And in this thread (the 4th post, to be precise) is a full working implementation. Hmm...

also find some code for ftoa() but there is some bugs or what...

ftoa() is a significantly more difficult function to write than itoa(). itoa() really is as simple as this:

char *itoa(int value, char *s, int radix)
{
    const char *digits = "0123456789abcdefghijklmnopqrstuvwxyz";
    unsigned long ulvalue = value;
    char *p = s, *q = s;
    char temp;

    if (radix == 10 && value < 0) {
        *p++ = '-';
        q = p;
        ulvalue = -value;
    }

    do {
        *p++ = digits[ulvalue % radix];
        ulvalue /= radix;
    } while (ulvalue > 0);

    *p-- = '\0';

    while (q < p) {
        temp = *q;
        *q++ = *p;
        *p-- = temp;
    }

    return s;
}

The corresponding ftoa() appears functional on the surface, and will work for the most part:

char *ftoa(double value, char *s, int precision)
{
    char *p = s, *q = s, *end;
    double ipart, fpart;
    char temp;

    if (value < 0) {
        *p++ = '-';
        q = p;
    }

    fpart = modf(fabs(value), &ipart);

    /* Build the integer part of the mantissa */
    while (fabs(ipart - 0) > 1) {
        *p++ = (char)(fmod(ipart, 10) + '0');
        ipart /= 10;
    }

    if (p == s || (!isdigit(s[0]) && p == s + 1)) {
        /* There were no digits before the decimal point; force 0 */
        *p++ = (char)(fmod(ipart, 10) + '0');
    }

    end = p;
    *p-- = '\0';

    while (q < p) {
        temp = *q;
        *q++ = *p;
        *p-- = temp;
    }

    *end++ = *localeconv()->decimal_point;

    /* Build the fractional part of the mantissa */
    while (--precision >= 0) {
        fpart *= 10;
        *end++ = (char)(fmod(fpart, 10) + '0');
    }

    *end = '\0';

    return s;
}

But it's naive in that floating point isn't so simple that this approach will do more than approximate the digits.

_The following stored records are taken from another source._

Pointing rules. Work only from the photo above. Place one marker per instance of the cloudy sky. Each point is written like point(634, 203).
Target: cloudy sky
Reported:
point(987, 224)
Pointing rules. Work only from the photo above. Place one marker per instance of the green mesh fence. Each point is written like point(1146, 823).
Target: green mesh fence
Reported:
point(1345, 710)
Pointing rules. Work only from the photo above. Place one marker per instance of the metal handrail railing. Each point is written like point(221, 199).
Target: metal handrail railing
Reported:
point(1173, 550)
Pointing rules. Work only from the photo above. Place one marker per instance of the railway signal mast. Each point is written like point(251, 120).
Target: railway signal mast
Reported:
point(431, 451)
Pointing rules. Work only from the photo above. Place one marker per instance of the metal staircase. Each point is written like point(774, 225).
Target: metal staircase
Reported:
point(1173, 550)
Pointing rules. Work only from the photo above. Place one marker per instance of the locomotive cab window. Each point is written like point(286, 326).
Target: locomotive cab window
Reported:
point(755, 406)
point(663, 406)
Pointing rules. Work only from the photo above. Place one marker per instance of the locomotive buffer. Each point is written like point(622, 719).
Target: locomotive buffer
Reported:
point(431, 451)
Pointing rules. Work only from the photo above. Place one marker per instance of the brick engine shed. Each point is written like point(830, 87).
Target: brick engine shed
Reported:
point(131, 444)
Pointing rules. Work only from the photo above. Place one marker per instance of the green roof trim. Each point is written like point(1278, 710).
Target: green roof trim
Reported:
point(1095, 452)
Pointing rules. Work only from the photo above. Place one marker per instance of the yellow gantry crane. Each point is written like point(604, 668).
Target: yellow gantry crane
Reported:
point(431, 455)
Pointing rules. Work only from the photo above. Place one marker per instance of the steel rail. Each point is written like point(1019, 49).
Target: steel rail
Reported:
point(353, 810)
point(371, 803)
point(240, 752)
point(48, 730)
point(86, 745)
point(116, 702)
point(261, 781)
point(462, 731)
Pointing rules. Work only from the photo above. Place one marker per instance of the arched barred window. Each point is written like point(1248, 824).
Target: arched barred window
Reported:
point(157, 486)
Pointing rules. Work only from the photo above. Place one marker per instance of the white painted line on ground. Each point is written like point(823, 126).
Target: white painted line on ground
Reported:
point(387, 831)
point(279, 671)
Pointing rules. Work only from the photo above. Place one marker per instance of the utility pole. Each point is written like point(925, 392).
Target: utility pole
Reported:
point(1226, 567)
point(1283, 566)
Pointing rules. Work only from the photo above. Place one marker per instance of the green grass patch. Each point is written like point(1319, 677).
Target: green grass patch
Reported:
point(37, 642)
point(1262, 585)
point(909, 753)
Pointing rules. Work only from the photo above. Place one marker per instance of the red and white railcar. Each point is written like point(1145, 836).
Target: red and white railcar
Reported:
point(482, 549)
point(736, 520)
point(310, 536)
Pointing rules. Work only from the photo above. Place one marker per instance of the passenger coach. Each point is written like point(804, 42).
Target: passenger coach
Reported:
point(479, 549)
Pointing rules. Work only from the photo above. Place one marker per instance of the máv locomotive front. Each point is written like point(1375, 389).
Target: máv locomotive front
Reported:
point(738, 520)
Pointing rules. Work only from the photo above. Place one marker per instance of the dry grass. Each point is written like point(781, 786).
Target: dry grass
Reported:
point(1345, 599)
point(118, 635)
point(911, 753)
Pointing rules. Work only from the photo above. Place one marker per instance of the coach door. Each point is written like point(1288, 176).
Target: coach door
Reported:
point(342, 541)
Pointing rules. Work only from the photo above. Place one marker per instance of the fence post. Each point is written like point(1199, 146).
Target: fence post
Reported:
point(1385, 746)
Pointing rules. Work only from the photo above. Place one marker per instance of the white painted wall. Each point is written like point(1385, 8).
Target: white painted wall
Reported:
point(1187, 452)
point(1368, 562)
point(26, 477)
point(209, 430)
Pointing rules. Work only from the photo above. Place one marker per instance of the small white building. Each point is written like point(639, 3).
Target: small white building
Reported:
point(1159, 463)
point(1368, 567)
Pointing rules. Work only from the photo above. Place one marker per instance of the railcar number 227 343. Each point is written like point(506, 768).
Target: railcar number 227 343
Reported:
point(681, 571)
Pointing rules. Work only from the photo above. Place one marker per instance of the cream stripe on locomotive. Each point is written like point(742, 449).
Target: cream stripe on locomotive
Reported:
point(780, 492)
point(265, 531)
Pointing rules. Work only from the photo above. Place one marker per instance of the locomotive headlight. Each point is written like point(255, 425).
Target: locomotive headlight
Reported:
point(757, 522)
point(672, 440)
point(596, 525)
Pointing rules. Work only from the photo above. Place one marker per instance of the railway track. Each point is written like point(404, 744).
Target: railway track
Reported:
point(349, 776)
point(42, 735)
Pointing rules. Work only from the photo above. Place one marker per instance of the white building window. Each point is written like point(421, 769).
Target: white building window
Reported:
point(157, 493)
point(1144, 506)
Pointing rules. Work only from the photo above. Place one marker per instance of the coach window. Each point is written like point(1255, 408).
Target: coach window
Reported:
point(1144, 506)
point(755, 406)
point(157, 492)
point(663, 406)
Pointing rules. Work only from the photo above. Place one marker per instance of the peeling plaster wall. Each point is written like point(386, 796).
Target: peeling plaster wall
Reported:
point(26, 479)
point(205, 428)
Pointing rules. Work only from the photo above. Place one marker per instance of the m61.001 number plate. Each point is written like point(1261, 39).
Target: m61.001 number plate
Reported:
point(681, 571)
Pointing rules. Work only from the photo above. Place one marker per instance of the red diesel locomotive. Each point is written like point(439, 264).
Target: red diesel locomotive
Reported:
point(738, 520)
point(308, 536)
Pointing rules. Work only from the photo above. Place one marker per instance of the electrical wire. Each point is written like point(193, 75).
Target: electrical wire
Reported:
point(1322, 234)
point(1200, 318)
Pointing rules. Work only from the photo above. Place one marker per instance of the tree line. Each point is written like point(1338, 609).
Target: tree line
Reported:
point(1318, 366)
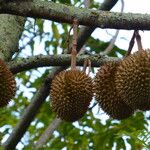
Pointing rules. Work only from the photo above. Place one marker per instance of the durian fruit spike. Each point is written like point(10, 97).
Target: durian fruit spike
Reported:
point(71, 93)
point(7, 85)
point(106, 94)
point(72, 90)
point(133, 80)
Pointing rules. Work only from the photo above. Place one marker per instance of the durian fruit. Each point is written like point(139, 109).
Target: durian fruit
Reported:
point(133, 80)
point(71, 93)
point(106, 94)
point(7, 85)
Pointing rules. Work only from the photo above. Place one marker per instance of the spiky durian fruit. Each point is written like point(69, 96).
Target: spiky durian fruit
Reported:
point(133, 80)
point(71, 93)
point(106, 93)
point(7, 85)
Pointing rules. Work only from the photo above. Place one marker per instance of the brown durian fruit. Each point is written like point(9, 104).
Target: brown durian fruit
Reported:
point(71, 94)
point(106, 93)
point(7, 85)
point(133, 80)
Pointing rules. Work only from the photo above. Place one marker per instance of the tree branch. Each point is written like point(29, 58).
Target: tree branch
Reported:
point(15, 136)
point(25, 64)
point(63, 13)
point(31, 111)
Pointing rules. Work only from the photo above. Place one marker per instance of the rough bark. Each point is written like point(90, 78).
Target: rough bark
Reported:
point(64, 13)
point(13, 140)
point(63, 60)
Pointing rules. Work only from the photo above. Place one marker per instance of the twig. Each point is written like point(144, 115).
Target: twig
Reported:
point(47, 133)
point(30, 112)
point(74, 44)
point(86, 3)
point(131, 44)
point(113, 40)
point(16, 135)
point(138, 39)
point(24, 64)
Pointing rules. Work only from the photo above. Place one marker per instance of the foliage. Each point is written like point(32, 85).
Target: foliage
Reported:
point(91, 132)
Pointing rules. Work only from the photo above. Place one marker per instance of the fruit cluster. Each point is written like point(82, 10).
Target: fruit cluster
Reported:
point(123, 87)
point(120, 88)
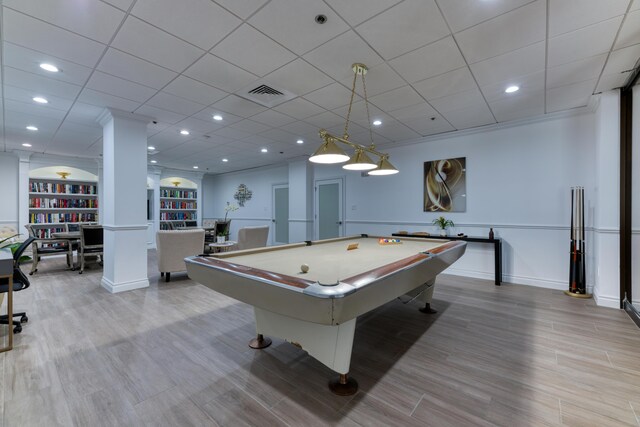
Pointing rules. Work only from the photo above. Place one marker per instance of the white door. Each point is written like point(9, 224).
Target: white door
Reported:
point(329, 211)
point(280, 217)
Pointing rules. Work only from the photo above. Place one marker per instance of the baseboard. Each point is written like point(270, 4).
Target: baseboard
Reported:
point(606, 301)
point(632, 312)
point(518, 280)
point(125, 286)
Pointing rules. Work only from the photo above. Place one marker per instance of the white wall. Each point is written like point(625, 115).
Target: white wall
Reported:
point(219, 189)
point(8, 194)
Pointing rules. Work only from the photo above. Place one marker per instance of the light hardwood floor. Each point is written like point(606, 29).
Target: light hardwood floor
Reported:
point(176, 354)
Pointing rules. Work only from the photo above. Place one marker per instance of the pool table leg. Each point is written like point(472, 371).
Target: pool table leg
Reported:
point(343, 385)
point(260, 342)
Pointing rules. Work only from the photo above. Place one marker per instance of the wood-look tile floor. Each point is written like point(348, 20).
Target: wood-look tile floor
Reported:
point(176, 354)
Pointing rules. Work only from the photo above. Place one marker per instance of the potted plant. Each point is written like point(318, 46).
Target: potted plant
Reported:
point(442, 224)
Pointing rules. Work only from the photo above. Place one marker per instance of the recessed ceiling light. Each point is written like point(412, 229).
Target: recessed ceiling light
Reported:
point(49, 67)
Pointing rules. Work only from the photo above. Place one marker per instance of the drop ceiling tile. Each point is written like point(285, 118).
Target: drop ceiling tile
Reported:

There are a number of degenerate edge cases where the string representation isn't accurate relative to the stored value.

A correct and accurate algorithm to convert floating point values to strings is much more complex of a problem. Here are some links that highlight the issues and a full implementation that does work in all cases (though it assumes IEEE floating point):

How to print floating point numbers accurately.
Why does dtoa contain so much code?
http://www.netlib.org/fp/dtoa.c

pity that useful functions are not implemented in compiler :-/

If compilers had to implement every piddling function that someone found useful in the form that they found most useful, they'd be bloated piles of shit. You should be pleased that your embedded compiler isn't bloated with unessential things, because that's what makes it usable for the microcontroller.

hm.. at link is showed input/output of function but no pseudocode to implementation .-. useless.

I assumed you are a competent programmer, one who knew how to think on his/her own but maybe that was reaching a lot on my part.

Both thanks for answer, I am beginer (only) in C, I am learning embedded C and I am discovering basic principles. Still searching for book where is lightly explained programattors techniques (for operations with number, bytes, sending via interface, operation with data into buffers,...) and other (for you) known stuffs :-)

If you haven't done it aleady, search amazon.com for C programming books. First learn how to write standard C language programs on your pc. Once you have done that you can delve into embedded programming. I started writing embedded programs about 10 years ago and it was my experience that there are almost no books on the topic. The only one I found was from Microsoft Press. There are some differences between standard C and embedded C, but not a lot. The biggest difference I found was in stdio.h. Of course it will depend on which device you want to write for.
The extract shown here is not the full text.